Two years ago we had Gunner Palace, which opened to favorable reviews; now we have The War Tapes, produced by Hoop Dreams director Steve James and directed by Deborah Scranton. In 2004, Scranton was granted the opportunity to film alongside the New Hampshire National Guard where she would have likely constructed a compelling, if typical, documentary on the soldiers’ struggle in Iraq, but perhaps sensing that such a film would not offer sufficient insight into the reality of the war, she chose instead to hand over digital cameras to several guardsmen to take into combat and document their own experiences independently.
Given the manner by which this film came together, its effectiveness rests delicately upon the personas of its subjects. While Scranton ultimately decides what we see and what we don’t, she nevertheless cannot construct an opinion that doesn’t already exist. Luckily, the guardsmen approach their task with brutal honesty. Sometimes, the overt racism and ignorance of their opinions makes you cringe; other times they demonstrate a devastatingly poignant sincerity.
Sgt. Steve Pink comes off as the most animated and unpredictable—revealing little empathy around fellow soldiers, yet lyrical and poetic in his detailed journal entries, painfully racist at some moments, but strangely introspective at others. Mike Moriarity fills the position of American family man—the kind of person who signed up for the army immediately following September 11th, and approaches the strife with an unquestioning demeanor. Finally, Zack Bazzi assumes the role of the vigilant, skeptical outsider. Having immigrated to America from Lebanon when he was a child, Bazzi speaks Arabic, makes frequent attempts to connect with the civilians, and laments the ignorance of his contemporaries in their treatment of the Iraqi people.
Documentaries such as this often come under fire for possessing a liberal bias on the war. But when those opinions come from those most directly involved in the battle, it’s hard to refute the evidence they display or inject it with an outsider’s political leanings.
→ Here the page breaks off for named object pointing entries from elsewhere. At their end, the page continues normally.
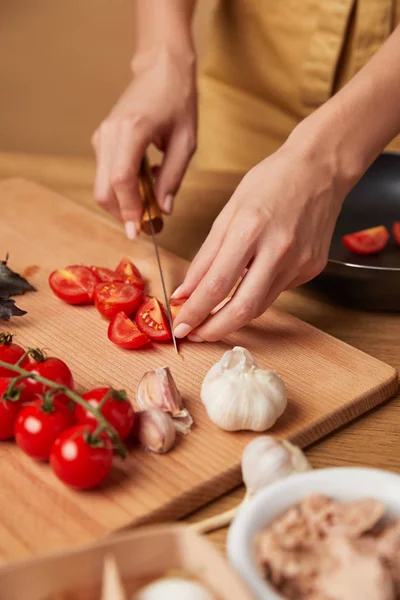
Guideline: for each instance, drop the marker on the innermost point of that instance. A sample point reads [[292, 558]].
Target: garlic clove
[[155, 430], [267, 459], [157, 389]]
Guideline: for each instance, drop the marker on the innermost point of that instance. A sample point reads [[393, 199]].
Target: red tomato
[[37, 427], [10, 353], [396, 232], [112, 298], [130, 273], [107, 275], [78, 460], [74, 284], [117, 410], [10, 406], [151, 320], [51, 368], [368, 241], [124, 332], [175, 306]]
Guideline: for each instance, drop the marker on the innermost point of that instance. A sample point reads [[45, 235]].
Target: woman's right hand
[[159, 106]]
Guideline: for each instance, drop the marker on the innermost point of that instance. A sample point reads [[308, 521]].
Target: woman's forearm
[[357, 123]]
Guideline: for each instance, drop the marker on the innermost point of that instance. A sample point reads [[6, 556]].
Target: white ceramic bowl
[[342, 483]]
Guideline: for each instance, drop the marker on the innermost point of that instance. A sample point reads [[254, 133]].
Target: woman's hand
[[275, 230], [158, 106]]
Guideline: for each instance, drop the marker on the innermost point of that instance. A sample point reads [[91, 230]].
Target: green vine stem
[[102, 421]]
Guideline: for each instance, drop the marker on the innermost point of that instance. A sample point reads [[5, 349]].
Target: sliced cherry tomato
[[130, 273], [152, 320], [117, 410], [74, 284], [176, 305], [79, 460], [112, 298], [39, 424], [396, 232], [124, 332], [107, 275], [51, 368], [11, 354], [11, 403], [368, 241]]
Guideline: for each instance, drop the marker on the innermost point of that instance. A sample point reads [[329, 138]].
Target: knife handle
[[151, 213]]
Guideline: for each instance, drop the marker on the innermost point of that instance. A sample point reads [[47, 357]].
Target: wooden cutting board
[[329, 383]]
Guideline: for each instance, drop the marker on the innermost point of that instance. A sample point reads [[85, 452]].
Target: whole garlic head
[[238, 395], [267, 459]]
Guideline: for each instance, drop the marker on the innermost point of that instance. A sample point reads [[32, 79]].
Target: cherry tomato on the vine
[[79, 460]]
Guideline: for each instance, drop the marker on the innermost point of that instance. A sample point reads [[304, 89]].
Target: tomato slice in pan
[[129, 273], [152, 320], [124, 332], [368, 241], [107, 275], [176, 305], [74, 284], [396, 232], [112, 298]]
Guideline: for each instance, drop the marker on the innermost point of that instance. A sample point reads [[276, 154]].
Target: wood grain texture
[[328, 382]]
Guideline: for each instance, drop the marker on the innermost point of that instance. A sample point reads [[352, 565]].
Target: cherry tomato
[[176, 305], [130, 273], [151, 320], [117, 410], [78, 460], [74, 284], [396, 232], [368, 241], [10, 406], [124, 332], [10, 353], [51, 368], [38, 425], [107, 275], [112, 298]]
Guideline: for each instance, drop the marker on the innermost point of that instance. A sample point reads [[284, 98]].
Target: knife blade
[[152, 223]]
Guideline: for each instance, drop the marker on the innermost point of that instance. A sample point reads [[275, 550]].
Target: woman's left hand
[[275, 230]]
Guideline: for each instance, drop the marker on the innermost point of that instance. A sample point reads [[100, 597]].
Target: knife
[[151, 224]]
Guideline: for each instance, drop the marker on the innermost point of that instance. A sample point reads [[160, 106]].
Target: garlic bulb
[[238, 395], [155, 430], [173, 588], [267, 459], [157, 389]]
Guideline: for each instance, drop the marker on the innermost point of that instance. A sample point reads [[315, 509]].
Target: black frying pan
[[369, 282]]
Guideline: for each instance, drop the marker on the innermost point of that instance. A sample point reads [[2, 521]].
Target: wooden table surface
[[374, 439]]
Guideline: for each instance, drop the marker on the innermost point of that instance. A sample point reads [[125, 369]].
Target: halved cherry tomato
[[117, 410], [74, 284], [11, 354], [107, 275], [38, 425], [151, 320], [396, 232], [124, 332], [368, 241], [79, 460], [10, 406], [51, 368], [112, 298], [176, 305], [130, 273]]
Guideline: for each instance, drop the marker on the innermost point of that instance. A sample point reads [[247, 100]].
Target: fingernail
[[168, 203], [177, 292], [182, 330], [131, 230], [193, 337]]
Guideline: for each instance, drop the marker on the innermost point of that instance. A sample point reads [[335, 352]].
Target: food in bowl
[[325, 549]]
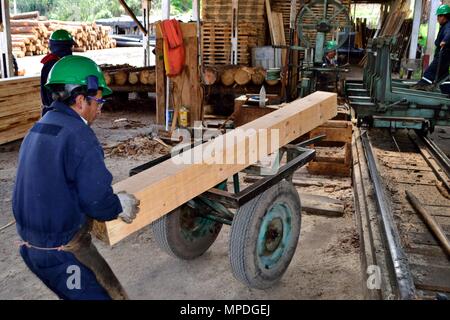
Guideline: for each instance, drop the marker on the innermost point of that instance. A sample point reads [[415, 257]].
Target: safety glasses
[[99, 101]]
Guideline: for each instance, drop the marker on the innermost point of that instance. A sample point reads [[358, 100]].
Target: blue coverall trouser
[[429, 76], [62, 273]]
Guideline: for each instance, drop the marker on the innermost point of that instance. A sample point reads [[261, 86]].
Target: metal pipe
[[415, 29], [399, 260], [430, 221]]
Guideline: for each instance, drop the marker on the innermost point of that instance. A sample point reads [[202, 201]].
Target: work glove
[[130, 206]]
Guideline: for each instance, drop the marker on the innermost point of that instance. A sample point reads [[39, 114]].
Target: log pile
[[20, 106], [120, 75], [235, 75], [31, 36]]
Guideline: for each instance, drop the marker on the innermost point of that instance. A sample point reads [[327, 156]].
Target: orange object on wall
[[174, 51]]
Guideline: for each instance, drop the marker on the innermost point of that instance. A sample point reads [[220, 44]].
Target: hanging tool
[[234, 32], [430, 221]]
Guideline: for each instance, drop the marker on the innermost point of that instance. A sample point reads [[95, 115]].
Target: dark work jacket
[[443, 35], [59, 49], [61, 179]]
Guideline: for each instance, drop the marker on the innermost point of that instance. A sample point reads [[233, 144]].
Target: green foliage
[[90, 10]]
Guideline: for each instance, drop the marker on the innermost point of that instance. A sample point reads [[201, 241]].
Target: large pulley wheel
[[184, 233], [264, 236], [327, 17]]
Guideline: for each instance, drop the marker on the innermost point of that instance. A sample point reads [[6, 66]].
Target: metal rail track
[[414, 264]]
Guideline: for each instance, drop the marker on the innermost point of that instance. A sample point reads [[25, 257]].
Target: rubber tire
[[169, 238], [244, 235]]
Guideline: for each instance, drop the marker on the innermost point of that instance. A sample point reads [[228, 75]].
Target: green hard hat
[[443, 9], [331, 45], [75, 70], [61, 35]]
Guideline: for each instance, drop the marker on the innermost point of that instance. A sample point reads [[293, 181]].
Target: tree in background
[[90, 10]]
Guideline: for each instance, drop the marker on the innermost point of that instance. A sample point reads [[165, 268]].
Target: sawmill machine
[[318, 22], [380, 101]]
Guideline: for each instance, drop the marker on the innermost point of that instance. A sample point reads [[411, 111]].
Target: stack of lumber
[[125, 75], [235, 75], [216, 42], [216, 30], [317, 11], [31, 36], [174, 182], [20, 106]]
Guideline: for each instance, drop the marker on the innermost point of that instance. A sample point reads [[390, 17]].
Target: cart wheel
[[184, 234], [264, 236]]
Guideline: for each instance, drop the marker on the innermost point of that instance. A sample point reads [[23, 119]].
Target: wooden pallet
[[284, 7], [338, 132]]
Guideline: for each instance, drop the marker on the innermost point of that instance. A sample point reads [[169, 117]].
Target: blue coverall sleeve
[[93, 182], [446, 37]]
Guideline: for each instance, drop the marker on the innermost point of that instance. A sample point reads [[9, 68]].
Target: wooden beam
[[20, 106], [168, 185], [133, 16]]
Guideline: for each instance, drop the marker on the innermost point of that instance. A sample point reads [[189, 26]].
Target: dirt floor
[[326, 264]]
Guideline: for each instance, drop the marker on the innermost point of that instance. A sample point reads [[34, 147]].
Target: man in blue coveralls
[[62, 184], [60, 43], [441, 59]]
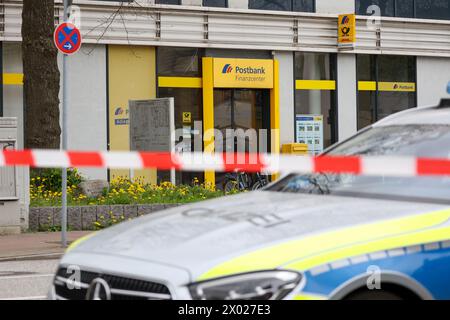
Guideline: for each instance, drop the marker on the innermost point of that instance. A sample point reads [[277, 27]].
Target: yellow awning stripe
[[306, 296], [387, 86], [13, 79], [367, 86], [327, 247], [397, 86], [315, 85], [180, 82]]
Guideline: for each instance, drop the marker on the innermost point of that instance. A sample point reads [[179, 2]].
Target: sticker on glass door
[[310, 132]]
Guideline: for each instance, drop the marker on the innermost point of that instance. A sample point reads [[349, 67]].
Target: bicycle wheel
[[231, 186]]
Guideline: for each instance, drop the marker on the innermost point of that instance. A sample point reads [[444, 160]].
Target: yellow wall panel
[[132, 76]]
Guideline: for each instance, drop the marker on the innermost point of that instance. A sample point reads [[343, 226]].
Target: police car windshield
[[406, 140]]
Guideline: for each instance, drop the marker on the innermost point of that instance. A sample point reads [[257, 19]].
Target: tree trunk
[[41, 75]]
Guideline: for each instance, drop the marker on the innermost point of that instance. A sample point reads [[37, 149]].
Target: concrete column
[[347, 97], [287, 108], [312, 64]]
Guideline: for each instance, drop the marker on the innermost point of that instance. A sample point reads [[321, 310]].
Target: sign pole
[[64, 140]]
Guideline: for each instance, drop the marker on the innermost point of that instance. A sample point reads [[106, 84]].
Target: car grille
[[121, 288]]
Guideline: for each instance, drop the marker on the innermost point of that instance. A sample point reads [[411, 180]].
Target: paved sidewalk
[[29, 246]]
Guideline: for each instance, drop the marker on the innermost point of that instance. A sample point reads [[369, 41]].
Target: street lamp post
[[67, 3]]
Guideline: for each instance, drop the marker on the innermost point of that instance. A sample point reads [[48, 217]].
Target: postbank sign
[[347, 30], [243, 73]]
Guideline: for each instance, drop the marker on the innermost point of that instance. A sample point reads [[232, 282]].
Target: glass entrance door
[[242, 111], [242, 116]]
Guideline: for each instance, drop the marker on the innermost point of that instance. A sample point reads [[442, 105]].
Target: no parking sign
[[67, 38]]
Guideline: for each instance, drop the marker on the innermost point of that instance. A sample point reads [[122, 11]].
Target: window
[[283, 5], [215, 3], [175, 2], [179, 62], [423, 9], [315, 95], [387, 85], [182, 62]]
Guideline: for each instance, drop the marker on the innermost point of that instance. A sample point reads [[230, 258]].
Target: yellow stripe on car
[[77, 242], [307, 296], [323, 248]]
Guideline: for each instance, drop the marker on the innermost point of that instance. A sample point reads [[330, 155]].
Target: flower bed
[[122, 192]]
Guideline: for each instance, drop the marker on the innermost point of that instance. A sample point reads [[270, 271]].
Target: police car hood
[[200, 236]]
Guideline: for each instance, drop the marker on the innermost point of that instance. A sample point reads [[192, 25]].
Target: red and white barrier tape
[[370, 166]]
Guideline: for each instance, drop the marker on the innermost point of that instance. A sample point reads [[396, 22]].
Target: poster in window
[[310, 132]]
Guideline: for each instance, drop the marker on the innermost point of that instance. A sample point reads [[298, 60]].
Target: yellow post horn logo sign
[[347, 31]]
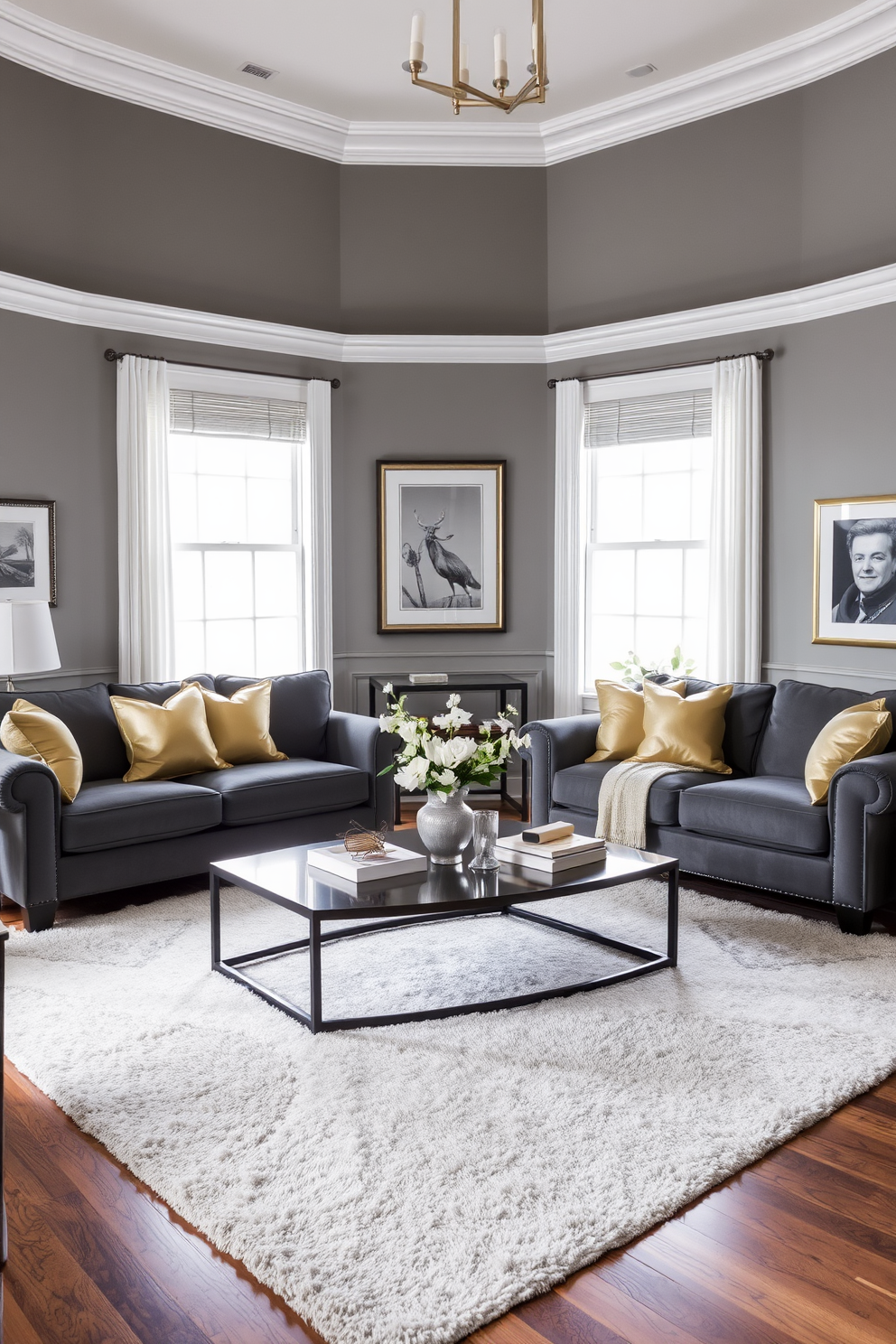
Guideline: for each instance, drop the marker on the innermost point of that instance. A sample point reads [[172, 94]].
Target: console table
[[504, 687]]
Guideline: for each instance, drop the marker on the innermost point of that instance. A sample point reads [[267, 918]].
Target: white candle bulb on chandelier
[[416, 36], [500, 54]]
The fact that certain critics have dismissed the film as propaganda feels a bit misguided since each soldier, at one point or another, offers a critique of the conflict. In particular, Steve Pink’s tirade against the role of Halliburton subsidiary KBR in the war comes off as fiery as well as revelatory.
Strangely, the actual conflict between soldiers almost takes a backseat to the internal conflicts of the individuals. They battle with their own beliefs and consistently witness their views challenged by the carnage they confront. Moriarity appears to feel no remorse, viewing his time in the region as necessary payback, until he witnesses an innocent woman run down in the street by a KBR truck. Upon his return to America, he divulges that the image of her organs strewn about the pavement will stick with him for the rest of his life.
Steve Pink likewise juggles his feelings of mistrust and hatred throughout the film. One moment, he’s observing a lonely child playing in the middle of the war zone and feeling something akin to sympathy. Then he confounds our own sympathies in the most appallingly difficult scene in the entire film, in which he videotapes the mangled and disemboweled corpses of the insurgents and (though we thankfully never view the footage) watches as a wild dog devours one of the bodies. The commentary he provides, in fact, was so vicious and politically incorrect that he states later that the army refused its release.
By contrast, Bazzi comes off as the most levelheaded. Forever vigilant of the government’s intentions in the region, but nevertheless sworn to duty as a soldier, he’s tragically conscripted to fight for a cause he doesn’t believe in. He laments, “The only bad thing about being in the army is that you can’t pick your war.”
The film is a difficult and often frustrating viewing. It is neither for nor against the war, but steps back calmly to observe those thrown violently into it. A few flaws do result from this structure, most notably the lack of emotional trajectory (a result of the sub par pacing). But while such problems obscure the film’s brilliance on purely cinematic terms, they never diminish its significance as an illuminating portrait of the lesser-seen side of the conflict.
The War Tapes is now playing in limited release.